Probability distributions and histograms¶
Hellinger accepts non-negative counts or probabilities and normalizes each row internally. Its result lies between zero and one:
topic_weights = metric_collection(
"topic_weights",
[[70, 20, 10], [10, 20, 70], [34, 33, 33]],
"FLAT-HELLINGER",
)
result = topic_weights.search([60, 30, 10], k=3)
print(result.ids)
print(result.distances)
Counts do not need to sum to one. Negative inputs are invalid. Hellinger is a
good default when square-root geometry for probability distributions is
appropriate; HNSW-HELLINGER provides the approximate alternative.
Wasserstein-1D also normalizes each row, but preserves the order of bins. Moving mass by two bins costs twice as much as moving it by one bin:
latency_histograms = metric_collection(
"latency_histograms",
[
[80, 15, 5, 0],
[10, 70, 15, 5],
[0, 5, 15, 80],
],
"FLAT-WASSERSTEIN",
)
result = latency_histograms.search([70, 20, 10, 0], k=3)
print(result.ids)
print(result.distances)
Wasserstein assumes equal-width ordered bins and reports distance in bin-width
units. Inputs must be non-negative, but do not need to be pre-normalized.
Resample unequal histograms to a shared bin grid before insertion. Use
HNSW-WASSERSTEIN with nprobe when approximate search is appropriate.
Performance guidance¶
- L1 uses native AVX2 or NEON kernels.
- Chebyshev, Canberra, and Bray–Curtis use native AVX2 or NEON kernels and do not allocate per candidate.
- Flat binary metrics use packed words and hardware population counts.
- Haversine performs only the two-dimensional great-circle calculation and is well suited to HNSW when collections grow.
- Correlation, Hellinger, and Wasserstein scan rows without allocating temporary vectors. They favor memory efficiency; Hellinger's square roots make it more compute-intensive than L1, L2, or cosine.

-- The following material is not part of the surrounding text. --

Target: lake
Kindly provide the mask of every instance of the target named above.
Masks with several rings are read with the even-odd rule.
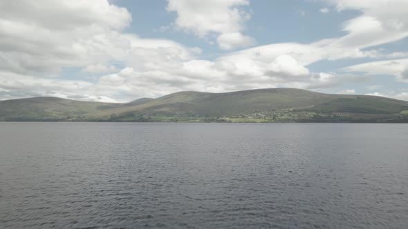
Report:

- Jensen–Shannon uses AVX2/NEON vector logarithms. Exact Flat search lazily
caches inverse mass and entropy in two
float32values per row, then applies the entropy identity so the hot scan evaluates only one logarithm per dimension. Its dual-row kernel ranks squared distances and takes square roots only for the final top-k; very small distances are recomputed with the stablefloat64path. The cache adds eight bytes per row and no per-candidate allocation. - Use the reproducible benchmark with, for example,
python benchmarks/flat_search_bench.py --index-mode FLAT-TANIMOTO-BINARY --dim 2048on deployment hardware.